Y como eso es cabuya que no revienta, a mí también me tocó mi parte. Cuando mi hija mayor comenzó a ir al colegio tenía 13 meses y yo tenía poco más de seis meses de embarazo de su hermanito. Mi princesa me rogaba que no la dejara, y yo no era capaz de dejarla entre el sentimiento de culpa y la sensibilidad propia del embarazo. Le decía a mi esposo que yo la llevaría al colegio y terminaba llevándomela conmigo a la oficina. El primer día le decía: es que no tenía el uniforme arreglado y ya iba tarde. El segundo: es que la escuché estornudar y quise quedármela conmigo no sea que se sienta mal. Al final eran excusas que yo misma buscaba inconscientemente para no dejarla en la escuela, hasta que mi esposo me dijo: “mi amor, así no podemos seguir, ella tiene que socializar, tiene que aprender.. y tú tienes que ir a la oficina a trabajar, no a cuidar de ella, por muy bien que se porte…” y así fue cómo a partir del tercer día la comenzó a llevar él.
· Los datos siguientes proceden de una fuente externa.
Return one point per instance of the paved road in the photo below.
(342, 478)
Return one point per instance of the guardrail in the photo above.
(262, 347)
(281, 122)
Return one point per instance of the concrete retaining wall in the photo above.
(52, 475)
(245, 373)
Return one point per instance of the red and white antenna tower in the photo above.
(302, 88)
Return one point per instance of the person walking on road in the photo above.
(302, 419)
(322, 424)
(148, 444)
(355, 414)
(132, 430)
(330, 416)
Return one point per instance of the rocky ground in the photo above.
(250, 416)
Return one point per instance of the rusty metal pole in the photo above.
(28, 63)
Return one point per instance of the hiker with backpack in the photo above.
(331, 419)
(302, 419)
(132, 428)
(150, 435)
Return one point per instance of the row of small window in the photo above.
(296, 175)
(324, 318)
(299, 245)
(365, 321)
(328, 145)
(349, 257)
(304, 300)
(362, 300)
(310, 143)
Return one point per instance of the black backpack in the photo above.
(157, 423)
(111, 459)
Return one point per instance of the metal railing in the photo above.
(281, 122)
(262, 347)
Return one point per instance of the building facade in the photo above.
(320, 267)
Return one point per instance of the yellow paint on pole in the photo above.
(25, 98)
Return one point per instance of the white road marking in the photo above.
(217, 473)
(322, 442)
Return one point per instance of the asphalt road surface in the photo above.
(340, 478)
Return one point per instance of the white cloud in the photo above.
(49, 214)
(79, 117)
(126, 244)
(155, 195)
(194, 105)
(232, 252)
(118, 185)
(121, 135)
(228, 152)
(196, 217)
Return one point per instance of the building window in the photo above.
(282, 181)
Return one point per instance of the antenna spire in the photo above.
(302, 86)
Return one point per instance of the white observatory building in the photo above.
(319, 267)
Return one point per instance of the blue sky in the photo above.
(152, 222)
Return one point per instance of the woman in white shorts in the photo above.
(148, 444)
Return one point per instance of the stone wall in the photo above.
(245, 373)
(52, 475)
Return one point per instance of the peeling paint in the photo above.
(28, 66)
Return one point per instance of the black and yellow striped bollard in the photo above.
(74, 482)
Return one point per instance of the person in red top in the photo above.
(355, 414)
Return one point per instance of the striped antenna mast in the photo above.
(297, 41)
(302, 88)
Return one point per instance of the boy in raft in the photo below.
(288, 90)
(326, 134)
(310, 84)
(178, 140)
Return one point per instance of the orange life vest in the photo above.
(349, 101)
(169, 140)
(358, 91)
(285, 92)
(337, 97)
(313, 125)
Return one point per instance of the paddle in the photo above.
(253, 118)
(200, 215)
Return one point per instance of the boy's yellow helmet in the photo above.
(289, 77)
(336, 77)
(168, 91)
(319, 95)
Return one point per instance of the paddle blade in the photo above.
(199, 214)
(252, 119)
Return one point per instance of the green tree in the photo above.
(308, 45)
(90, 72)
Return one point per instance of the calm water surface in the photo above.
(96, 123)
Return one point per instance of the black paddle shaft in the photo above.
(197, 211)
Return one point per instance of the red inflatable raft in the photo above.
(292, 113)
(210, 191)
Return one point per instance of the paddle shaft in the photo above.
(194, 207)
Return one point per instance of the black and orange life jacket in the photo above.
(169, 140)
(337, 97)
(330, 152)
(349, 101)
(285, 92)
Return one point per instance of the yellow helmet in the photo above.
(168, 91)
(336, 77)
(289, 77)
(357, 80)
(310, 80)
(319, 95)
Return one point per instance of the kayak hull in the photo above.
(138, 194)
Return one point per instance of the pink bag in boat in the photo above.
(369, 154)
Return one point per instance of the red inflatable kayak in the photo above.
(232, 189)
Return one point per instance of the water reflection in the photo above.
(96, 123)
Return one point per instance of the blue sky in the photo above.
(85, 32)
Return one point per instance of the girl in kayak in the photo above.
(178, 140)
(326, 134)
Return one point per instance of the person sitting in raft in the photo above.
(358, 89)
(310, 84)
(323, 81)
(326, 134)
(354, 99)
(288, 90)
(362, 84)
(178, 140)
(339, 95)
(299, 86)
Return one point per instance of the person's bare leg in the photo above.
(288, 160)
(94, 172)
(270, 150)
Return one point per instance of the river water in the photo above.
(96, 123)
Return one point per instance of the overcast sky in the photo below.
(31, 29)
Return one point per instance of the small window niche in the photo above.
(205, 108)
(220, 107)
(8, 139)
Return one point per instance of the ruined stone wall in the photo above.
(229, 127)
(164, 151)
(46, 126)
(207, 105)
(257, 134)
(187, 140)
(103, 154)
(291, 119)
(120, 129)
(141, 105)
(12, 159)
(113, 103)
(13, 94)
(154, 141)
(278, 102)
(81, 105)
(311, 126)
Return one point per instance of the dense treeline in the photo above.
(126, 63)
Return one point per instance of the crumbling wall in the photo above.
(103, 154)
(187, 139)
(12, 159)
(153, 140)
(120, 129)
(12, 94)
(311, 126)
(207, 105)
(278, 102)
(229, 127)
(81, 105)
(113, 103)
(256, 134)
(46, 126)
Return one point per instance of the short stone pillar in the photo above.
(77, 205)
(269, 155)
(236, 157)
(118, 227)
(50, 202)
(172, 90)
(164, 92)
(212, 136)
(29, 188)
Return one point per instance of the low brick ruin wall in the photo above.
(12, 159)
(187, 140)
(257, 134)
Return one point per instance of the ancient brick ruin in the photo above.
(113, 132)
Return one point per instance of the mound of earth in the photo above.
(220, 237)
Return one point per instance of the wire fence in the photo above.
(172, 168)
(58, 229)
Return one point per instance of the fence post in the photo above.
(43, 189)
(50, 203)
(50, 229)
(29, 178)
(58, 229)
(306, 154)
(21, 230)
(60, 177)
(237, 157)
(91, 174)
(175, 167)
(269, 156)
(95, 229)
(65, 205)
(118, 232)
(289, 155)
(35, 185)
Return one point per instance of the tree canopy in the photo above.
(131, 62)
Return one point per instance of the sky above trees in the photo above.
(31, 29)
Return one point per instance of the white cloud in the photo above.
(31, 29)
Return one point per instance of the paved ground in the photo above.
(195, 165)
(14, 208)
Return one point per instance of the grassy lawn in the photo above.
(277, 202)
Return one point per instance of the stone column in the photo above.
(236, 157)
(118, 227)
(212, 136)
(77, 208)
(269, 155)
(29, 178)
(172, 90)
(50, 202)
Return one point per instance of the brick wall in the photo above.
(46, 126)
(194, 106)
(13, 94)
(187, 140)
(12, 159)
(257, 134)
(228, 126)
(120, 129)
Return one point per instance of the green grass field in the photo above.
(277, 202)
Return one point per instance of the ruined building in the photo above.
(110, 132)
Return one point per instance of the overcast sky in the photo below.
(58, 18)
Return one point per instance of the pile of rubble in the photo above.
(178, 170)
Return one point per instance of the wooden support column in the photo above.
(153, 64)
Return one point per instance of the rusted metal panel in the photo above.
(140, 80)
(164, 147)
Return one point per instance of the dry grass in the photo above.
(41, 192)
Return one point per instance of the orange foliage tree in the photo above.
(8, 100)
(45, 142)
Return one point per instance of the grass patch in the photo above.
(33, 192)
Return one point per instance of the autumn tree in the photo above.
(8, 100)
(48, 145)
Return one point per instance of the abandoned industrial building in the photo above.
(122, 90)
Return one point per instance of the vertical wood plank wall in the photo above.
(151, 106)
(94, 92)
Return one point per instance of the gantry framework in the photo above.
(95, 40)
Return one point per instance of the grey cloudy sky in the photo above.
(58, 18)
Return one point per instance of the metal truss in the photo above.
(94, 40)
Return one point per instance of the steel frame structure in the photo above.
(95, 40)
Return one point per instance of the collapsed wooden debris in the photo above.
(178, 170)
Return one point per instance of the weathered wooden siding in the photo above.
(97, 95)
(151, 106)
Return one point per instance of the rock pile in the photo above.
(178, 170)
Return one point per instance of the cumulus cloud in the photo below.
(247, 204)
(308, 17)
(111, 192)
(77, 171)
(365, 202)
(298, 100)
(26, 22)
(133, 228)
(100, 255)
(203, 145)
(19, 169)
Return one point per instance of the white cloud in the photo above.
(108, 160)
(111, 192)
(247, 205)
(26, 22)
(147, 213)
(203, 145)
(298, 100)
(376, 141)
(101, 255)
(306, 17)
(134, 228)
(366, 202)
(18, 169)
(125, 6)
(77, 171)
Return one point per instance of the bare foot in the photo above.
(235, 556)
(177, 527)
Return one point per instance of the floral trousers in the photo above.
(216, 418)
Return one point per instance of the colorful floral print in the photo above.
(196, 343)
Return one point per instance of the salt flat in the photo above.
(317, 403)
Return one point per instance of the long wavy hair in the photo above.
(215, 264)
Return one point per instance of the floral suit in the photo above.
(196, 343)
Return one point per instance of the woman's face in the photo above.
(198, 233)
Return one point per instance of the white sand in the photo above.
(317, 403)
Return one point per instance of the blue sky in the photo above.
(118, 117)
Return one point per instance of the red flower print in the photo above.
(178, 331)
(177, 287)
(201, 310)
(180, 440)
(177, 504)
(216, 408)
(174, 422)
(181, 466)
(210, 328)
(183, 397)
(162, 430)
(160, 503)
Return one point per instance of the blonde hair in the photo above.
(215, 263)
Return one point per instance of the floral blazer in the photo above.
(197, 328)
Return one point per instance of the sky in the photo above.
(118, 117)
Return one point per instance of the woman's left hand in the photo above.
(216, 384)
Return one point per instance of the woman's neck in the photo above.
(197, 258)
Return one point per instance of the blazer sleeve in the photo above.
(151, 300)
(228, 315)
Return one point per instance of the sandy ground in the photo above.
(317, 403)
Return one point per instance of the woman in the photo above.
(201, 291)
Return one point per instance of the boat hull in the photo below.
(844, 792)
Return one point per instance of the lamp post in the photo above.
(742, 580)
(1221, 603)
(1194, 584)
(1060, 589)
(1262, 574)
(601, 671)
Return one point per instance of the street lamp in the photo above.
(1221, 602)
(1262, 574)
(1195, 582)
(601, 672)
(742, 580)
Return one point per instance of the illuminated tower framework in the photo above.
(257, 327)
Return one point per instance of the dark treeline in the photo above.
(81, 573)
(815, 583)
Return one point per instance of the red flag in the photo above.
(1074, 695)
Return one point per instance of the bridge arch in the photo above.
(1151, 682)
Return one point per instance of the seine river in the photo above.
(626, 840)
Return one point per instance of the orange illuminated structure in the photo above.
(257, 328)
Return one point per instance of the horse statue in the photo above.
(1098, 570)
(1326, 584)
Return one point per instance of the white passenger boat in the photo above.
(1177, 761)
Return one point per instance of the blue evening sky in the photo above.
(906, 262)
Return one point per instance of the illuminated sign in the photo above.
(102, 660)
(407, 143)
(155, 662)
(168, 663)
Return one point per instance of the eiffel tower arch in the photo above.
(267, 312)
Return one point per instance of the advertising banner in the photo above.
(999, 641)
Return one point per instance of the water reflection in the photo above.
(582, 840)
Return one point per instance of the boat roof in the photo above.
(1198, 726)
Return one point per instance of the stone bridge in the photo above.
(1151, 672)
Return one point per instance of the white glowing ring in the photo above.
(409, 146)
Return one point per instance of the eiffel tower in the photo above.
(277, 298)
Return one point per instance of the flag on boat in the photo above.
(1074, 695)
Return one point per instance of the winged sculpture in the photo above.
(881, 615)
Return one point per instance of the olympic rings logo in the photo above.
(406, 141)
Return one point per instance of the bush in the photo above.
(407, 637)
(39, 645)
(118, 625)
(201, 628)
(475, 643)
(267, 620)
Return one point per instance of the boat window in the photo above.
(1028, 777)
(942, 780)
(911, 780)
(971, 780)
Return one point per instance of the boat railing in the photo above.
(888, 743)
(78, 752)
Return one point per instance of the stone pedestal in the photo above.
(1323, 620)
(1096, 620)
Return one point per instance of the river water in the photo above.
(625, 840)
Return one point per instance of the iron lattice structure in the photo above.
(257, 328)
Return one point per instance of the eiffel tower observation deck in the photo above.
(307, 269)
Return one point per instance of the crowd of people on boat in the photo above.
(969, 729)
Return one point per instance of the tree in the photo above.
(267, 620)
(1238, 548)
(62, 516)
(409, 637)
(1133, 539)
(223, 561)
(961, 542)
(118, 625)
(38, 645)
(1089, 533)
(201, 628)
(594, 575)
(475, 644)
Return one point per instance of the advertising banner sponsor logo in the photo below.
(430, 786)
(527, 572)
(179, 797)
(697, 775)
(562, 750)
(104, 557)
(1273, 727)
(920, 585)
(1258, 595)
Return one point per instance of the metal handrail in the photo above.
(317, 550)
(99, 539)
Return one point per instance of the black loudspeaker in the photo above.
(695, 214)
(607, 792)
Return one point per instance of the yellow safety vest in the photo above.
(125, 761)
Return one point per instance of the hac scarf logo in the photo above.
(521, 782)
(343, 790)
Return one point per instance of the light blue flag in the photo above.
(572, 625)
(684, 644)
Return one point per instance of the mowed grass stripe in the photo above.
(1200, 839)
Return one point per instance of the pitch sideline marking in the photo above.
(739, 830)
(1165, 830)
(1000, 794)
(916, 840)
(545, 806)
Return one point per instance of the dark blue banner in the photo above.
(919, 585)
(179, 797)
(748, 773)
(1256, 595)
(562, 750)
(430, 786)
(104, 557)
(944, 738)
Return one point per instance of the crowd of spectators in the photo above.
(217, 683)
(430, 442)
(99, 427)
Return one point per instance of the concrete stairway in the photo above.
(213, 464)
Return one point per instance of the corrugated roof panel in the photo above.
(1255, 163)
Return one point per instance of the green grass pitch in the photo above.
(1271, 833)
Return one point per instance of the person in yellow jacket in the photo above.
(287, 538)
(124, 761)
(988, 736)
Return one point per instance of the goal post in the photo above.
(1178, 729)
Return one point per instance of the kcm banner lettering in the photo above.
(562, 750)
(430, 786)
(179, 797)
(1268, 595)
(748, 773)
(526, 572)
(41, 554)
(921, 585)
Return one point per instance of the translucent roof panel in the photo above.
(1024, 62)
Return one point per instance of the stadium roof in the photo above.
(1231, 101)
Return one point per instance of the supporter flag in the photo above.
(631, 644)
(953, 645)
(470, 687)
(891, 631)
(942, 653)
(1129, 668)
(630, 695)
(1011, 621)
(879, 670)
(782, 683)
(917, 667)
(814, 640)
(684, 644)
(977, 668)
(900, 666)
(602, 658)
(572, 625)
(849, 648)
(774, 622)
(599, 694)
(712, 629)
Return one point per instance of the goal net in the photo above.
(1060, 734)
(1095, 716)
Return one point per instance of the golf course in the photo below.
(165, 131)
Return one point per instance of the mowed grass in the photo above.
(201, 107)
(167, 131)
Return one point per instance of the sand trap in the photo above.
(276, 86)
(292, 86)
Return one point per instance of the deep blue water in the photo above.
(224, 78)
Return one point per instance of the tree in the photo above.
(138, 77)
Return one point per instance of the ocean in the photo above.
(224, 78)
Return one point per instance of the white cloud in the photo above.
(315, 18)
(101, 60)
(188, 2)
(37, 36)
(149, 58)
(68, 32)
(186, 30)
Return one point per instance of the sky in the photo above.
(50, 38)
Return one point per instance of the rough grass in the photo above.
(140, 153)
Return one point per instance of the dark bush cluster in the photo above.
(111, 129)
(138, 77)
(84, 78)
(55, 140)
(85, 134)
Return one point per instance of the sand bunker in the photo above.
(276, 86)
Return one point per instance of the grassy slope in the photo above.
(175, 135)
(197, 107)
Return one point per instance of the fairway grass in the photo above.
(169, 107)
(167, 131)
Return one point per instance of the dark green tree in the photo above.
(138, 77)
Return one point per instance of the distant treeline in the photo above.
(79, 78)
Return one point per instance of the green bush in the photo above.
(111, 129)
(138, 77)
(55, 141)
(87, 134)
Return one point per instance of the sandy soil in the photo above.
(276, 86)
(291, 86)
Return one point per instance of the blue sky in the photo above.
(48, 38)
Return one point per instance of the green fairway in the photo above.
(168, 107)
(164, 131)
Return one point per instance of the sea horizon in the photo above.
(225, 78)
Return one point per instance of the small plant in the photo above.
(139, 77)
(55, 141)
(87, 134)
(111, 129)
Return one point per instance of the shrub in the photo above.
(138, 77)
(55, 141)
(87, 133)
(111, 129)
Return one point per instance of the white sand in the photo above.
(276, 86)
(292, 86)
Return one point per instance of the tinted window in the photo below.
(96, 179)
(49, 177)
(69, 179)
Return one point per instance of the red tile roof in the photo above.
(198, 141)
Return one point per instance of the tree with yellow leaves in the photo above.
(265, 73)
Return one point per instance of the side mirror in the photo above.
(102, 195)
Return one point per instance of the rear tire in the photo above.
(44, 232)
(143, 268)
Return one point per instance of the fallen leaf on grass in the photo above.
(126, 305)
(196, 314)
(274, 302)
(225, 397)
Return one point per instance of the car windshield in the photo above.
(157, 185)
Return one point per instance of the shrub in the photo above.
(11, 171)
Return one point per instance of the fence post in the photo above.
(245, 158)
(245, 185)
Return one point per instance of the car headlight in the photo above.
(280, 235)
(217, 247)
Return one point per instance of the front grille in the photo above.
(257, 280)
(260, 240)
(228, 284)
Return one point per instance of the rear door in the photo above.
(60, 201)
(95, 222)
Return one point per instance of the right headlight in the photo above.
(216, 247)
Yo religiosamente llamaba a mi esposo para saber cómo se había quedado y mientras él me contaba que había llorado yo comenzaba a llorar también. Llegaba a la oficina y me quedaba en el carro al menos veinte minutos más llorado desconsoladamente hasta que lograba tranquilizarme y podía bajarme sin soltar más lágrimas. Cuando iba a buscarla, durante el primer mes, ella estaba muy brava conmigo. Me hablaba lo estrictamente necesario, no era cariñosa como de costumbre… me castigaba supongo… pero después del primer mes ambas logramos superarlo.
Luego me tocó con el nené. Mi príncipe siempre ha sido tan desenvuelto, dulce, sociable e “irresistible” incluso para quien lo esté conociendo, que sin mucho problema consigue que todo el mundo le consienta. Así, de la nada, él logra crear en cualquier lugar el ambiente en el que siente plenamente cómodo. Su primer día de clases fue traumático para mí, no para él: se quedó tan tranquilo, hasta diciéndome adiós, que me fui con el corazón roto porque parecía no extrañarme. Como me dice mi esposo: el sentimiento de culpa siempre va a estar, si lloran porque lloran y si no lloran porque no lloran. En realidad con los días, cuando comprendió que se quedaba sin mamá durante buena parte del día, comenzaba a quejarse cuando nos acercábamos a la puerta del colegio, pero siempre fue muy fuerte y aunque se quedaba serio siempre tenía la más grande de las sonrisas para recibirme cuando yo llegaba a recogerle.
Así que a todas nos toca. Nadie se salva. Y sea que el niño se queje o que vaya contento en su primer día, nosotras siempre vamos a tener esa angustia en el fondo de nuestros corazones porque va a estar al cuidado de otro y nos sentimos muy responsables por haber escogido bien el lugar al que va a ir y el trato que le van a dar. Lo importante es saber que esa cuota de sacrificio que hacemos ambos, es en beneficio de ellos. Que nuestra intención es procurarles el mejor desarrollo, la mayor estimulación posible en el proceso de aprendizaje… y las maestras son especialistas en eso, porque esa es su profesión. Ánimo a todas, que el proceso de adaptación (para la madre y para el niño) no es eterno.